So. As the Other Party’s presidential campaign appears to descend into madness and chaos, I have been wondering about my own Party, and the state of our politics. As leaders of the Other Party are faced with the choice of repudiating their candidate or supporting an abhorrent and uncontrollable maniac, there have been a raft of articles in Left Blogovia asking what we would do in such a position. Largely, we are able to smugly but correctly conclude that we would never be in such a position. The question is, why not?

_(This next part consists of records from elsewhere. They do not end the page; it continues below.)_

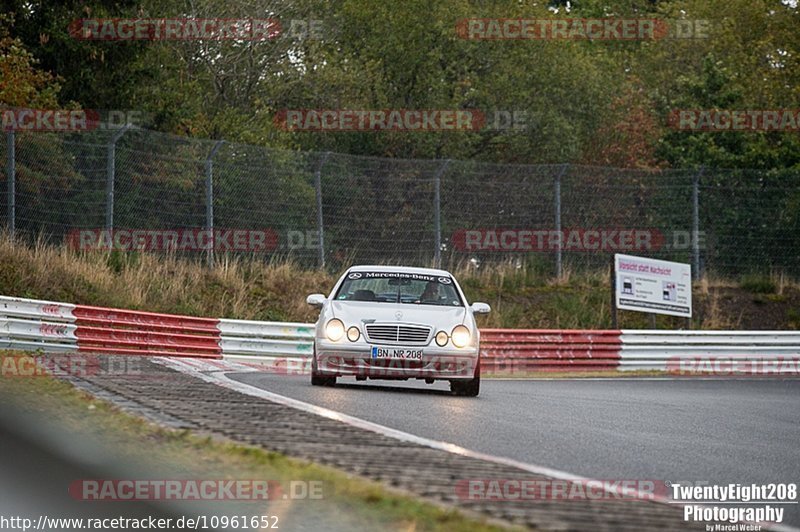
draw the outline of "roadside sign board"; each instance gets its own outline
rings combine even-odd
[[[614,255],[617,308],[692,316],[692,267],[680,262]]]

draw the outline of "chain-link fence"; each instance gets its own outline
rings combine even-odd
[[[77,249],[553,274],[629,253],[696,274],[800,273],[797,171],[403,160],[136,128],[6,133],[1,162],[8,229]]]

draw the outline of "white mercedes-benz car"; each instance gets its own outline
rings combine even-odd
[[[314,335],[311,384],[357,380],[450,381],[457,395],[480,391],[480,332],[458,282],[444,270],[353,266],[328,297],[311,294],[320,308]]]

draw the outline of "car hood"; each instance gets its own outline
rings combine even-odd
[[[331,310],[333,316],[342,320],[346,326],[360,325],[362,320],[375,320],[377,322],[422,323],[446,327],[464,323],[467,312],[464,307],[361,301],[332,301]],[[402,312],[400,318],[397,317],[398,312]]]

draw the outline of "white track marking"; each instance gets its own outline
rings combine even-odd
[[[606,493],[626,496],[626,497],[635,497],[642,500],[652,500],[654,502],[658,502],[661,504],[670,504],[675,505],[676,502],[680,501],[673,501],[668,497],[662,497],[653,494],[646,494],[640,492],[636,489],[630,488],[614,488],[607,484],[606,482],[602,482],[600,480],[589,479],[586,477],[582,477],[579,475],[574,475],[572,473],[567,473],[566,471],[561,471],[558,469],[553,469],[546,466],[540,466],[537,464],[529,464],[526,462],[520,462],[518,460],[514,460],[512,458],[505,458],[502,456],[495,456],[491,454],[482,453],[479,451],[473,451],[470,449],[466,449],[459,445],[455,445],[453,443],[447,443],[444,441],[439,440],[432,440],[429,438],[424,438],[422,436],[415,436],[414,434],[410,434],[408,432],[403,432],[401,430],[393,429],[391,427],[387,427],[385,425],[380,425],[378,423],[373,423],[372,421],[367,421],[365,419],[357,418],[348,414],[343,414],[341,412],[337,412],[335,410],[331,410],[329,408],[312,405],[310,403],[306,403],[304,401],[300,401],[297,399],[292,399],[291,397],[286,397],[283,395],[279,395],[273,392],[268,392],[267,390],[263,390],[256,386],[251,386],[249,384],[244,384],[239,381],[235,381],[228,377],[225,372],[247,372],[247,373],[254,373],[252,367],[242,366],[241,364],[237,364],[230,361],[225,361],[225,365],[230,364],[230,369],[210,369],[207,371],[199,371],[194,365],[186,364],[186,360],[182,358],[166,358],[166,357],[157,357],[153,359],[155,362],[162,364],[166,367],[172,368],[176,371],[181,373],[185,373],[187,375],[192,375],[197,377],[201,380],[206,382],[216,384],[217,386],[222,386],[224,388],[228,388],[239,393],[243,393],[245,395],[250,395],[252,397],[258,397],[260,399],[266,399],[267,401],[271,401],[273,403],[281,404],[284,406],[288,406],[290,408],[294,408],[296,410],[301,410],[303,412],[308,412],[310,414],[314,414],[317,416],[321,416],[327,419],[332,419],[334,421],[339,421],[341,423],[345,423],[352,427],[368,430],[370,432],[375,432],[377,434],[381,434],[383,436],[387,436],[390,438],[394,438],[396,440],[414,443],[416,445],[421,445],[423,447],[428,447],[430,449],[437,449],[440,451],[445,451],[452,454],[457,454],[460,456],[466,456],[469,458],[474,458],[476,460],[483,460],[485,462],[492,462],[495,464],[505,465],[509,467],[514,467],[520,469],[522,471],[527,471],[529,473],[533,473],[535,475],[542,475],[550,478],[555,478],[559,480],[565,481],[583,481],[583,482],[597,482],[602,483],[603,490]],[[197,360],[195,360],[197,362]],[[238,366],[237,369],[236,366]],[[210,364],[208,367],[213,368]],[[516,379],[512,379],[516,380]],[[554,379],[555,380],[555,379]],[[585,380],[585,379],[573,379],[573,380]],[[598,379],[598,380],[609,380],[609,379]],[[630,380],[630,377],[624,379],[617,379],[617,380]],[[636,379],[639,380],[639,379]],[[697,505],[702,506],[702,505]],[[752,523],[757,524],[757,523]],[[774,525],[761,525],[766,530],[775,530],[778,532],[800,532],[800,529],[794,528],[788,525],[782,524],[774,524]]]

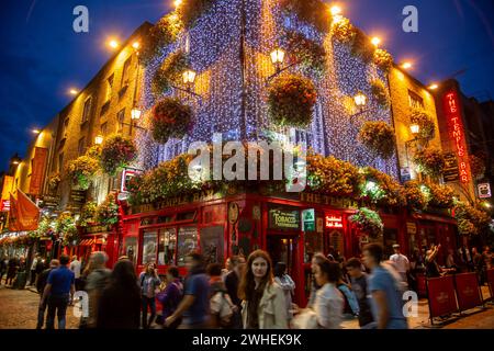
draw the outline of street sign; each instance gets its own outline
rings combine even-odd
[[[458,169],[458,159],[454,152],[445,154],[446,167],[442,176],[445,182],[457,182],[460,180],[460,172]]]
[[[479,186],[479,197],[480,199],[492,197],[491,183],[482,183],[482,184],[479,184],[478,186]]]

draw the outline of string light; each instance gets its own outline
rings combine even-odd
[[[223,140],[240,139],[245,128],[248,140],[265,139],[267,135],[293,143],[306,140],[316,152],[348,160],[356,166],[371,166],[397,178],[396,157],[389,160],[375,158],[366,147],[356,143],[361,124],[350,122],[355,111],[346,102],[358,92],[368,97],[362,113],[363,121],[384,121],[392,124],[390,109],[381,107],[374,99],[369,81],[381,79],[386,82],[385,73],[373,64],[364,64],[351,55],[350,48],[328,34],[323,35],[313,25],[303,23],[294,14],[285,14],[277,1],[251,0],[245,7],[245,72],[246,104],[245,121],[242,115],[242,64],[240,50],[240,11],[242,0],[217,1],[203,14],[193,29],[183,32],[176,43],[162,48],[147,67],[144,77],[144,93],[139,105],[144,106],[144,125],[149,127],[153,106],[157,99],[150,92],[150,81],[162,60],[178,48],[190,48],[190,69],[197,72],[194,89],[201,91],[204,100],[200,103],[193,97],[180,91],[171,91],[189,104],[194,112],[194,124],[181,140],[169,140],[158,145],[150,133],[137,132],[137,145],[141,150],[138,167],[150,169],[158,162],[187,152],[192,141],[211,143],[213,133],[222,133]],[[332,14],[334,14],[332,9]],[[336,15],[338,15],[336,13]],[[266,99],[268,87],[266,78],[274,72],[270,53],[282,44],[283,29],[294,30],[307,38],[321,43],[327,53],[327,72],[318,79],[310,77],[316,86],[318,98],[314,118],[307,131],[281,128],[271,124]],[[290,53],[287,53],[290,55]],[[287,72],[302,75],[294,66]],[[283,72],[282,75],[284,75]],[[386,83],[385,83],[386,84]],[[165,94],[164,94],[165,95]],[[270,131],[270,132],[266,132]]]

The answer is largely that as a matter of ideology our Party supports governance and largely (if sometimes ambivalently) honors public service in elective office, so conventionally-qualified candidates start out with a positive record to run on, rather than a negative one. The anti-government ideological stand on the right has, in this view, combined with the Tea-Party rejection of deal-making and thus of the Party’s political leaders who are responsible for making deals to make any candidate’s conventional qualifications a burden. You can, if you like, add as another contributing factor the financial incentive in the conservative marketplace to have a President from My Party, and probably a majority in at least one legislative chamber as well. This magnifies the drawbacks of being actually qualified, in terms of drawing support from that marketplace.

Another view (not necessarily contradicting that one, but placing different interpretation and emphasis) is that their Party has had difficulty drawing lines between The Party and The Fringe. Alex Jones is an example often given; Pat Buchanan is another. There is a fringe on both sides, of course, but my Party is often slow to allow it any sort of legitimacy. Too slow, perhaps, in the case of Black Lives Matter or even the Occupy movement, but in general for a Democratic politicians to pal around with conspiracy theorists or revolutionaries gets them shut out of the money and spotlight, and sometimes of support for re-election. Or, of course, not, depending on how you feel about BDS or Acorn (may their memory be a blessing) or even Planned Parenthood. There are certainly people who consider Planned Parenthood some sort of fringe activist group. They are wrong, but they exist. So maybe that question about delineating The Fringe is harder to see from one side than the other.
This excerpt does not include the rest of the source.